Working out which files are necessary is trial and error. Especially shared libraries, many of which are loaded lazily so you can't just use what the executable tells you - some of the libraries it's linked against will never be pulled in
I've put together some scripts that know how to create an image suitable for 32-bit or 64-bit hardware, we can be specific as we know exactly the environment we are going to run in - and you just build a new custom iso if things change, rather than try and build a generic image.
To be useful, the system needs to talk to something. You'll see that I've installed e1000g, which is what VirtualBox and qemu will give you by default. First, we have to get the root filesystem mounted read-write:
/etc/fs/ufs/mount -o remount,rw /devices/ramdisk:a /Normally, there's a whole lot of network configuration handled by SMF, and it's all rather complicated. So we have to do it all by hand, which turns out to be relatively simple:
/sbin/ifconfig e1000g0 plumb
env SMF_FMRI=svc:/net/ip:d /lib/inet/ipmgmtd
/sbin/ifconfig e1000g0 inet 192.168.59.59/24 up
You need ipmgmtd running, and it's expecting to be run under SMF, but the way it checks is to look for SMF_FMRI in the environment, so it's easy to fool.

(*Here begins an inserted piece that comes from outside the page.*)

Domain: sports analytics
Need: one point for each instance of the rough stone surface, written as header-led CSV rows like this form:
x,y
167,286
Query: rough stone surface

If you've got your VirtualBox VM set up with a Host-only Adapter, you should be able to communicate with the guest. Not that there's anything present to talk to yet.
So I set up a simple Node.js server. Now node itself doesn't have many external dependencies - just the gcc4 runtime - and for basic purposes you just need the node binary and a js file with a 'hello world' http server.
With that, I have 64M of data in a 22M boot archive that is put on a 25M iso that boots up in a few seconds with an accessible web server. Pretty neat.
While it's pretty specific to Tribblix and my own build environment, there's an mvi repository on github containing all the scripts I used to build this, for those interested.
2 comments:
I couldn't boot this minimal viable ISO,
actually it booted in GRUB but then gives file missing error.
Is it supposed to boot into live ISO session?
When it says minimal, it means exactly that. The idea is that there isn't anything in the system at all other than the bits required to boot, start the network, and run one application.
The whole thing is pretty fragile, too. Generally it needs manual tweaking whenever you want to do anything. It's much more a proof of concept than a working product, and hasn't seen much work for a while. (Much of the more recent focus has been on creating single-function minimal zone images rather than the whole-system approach of the initial experients.)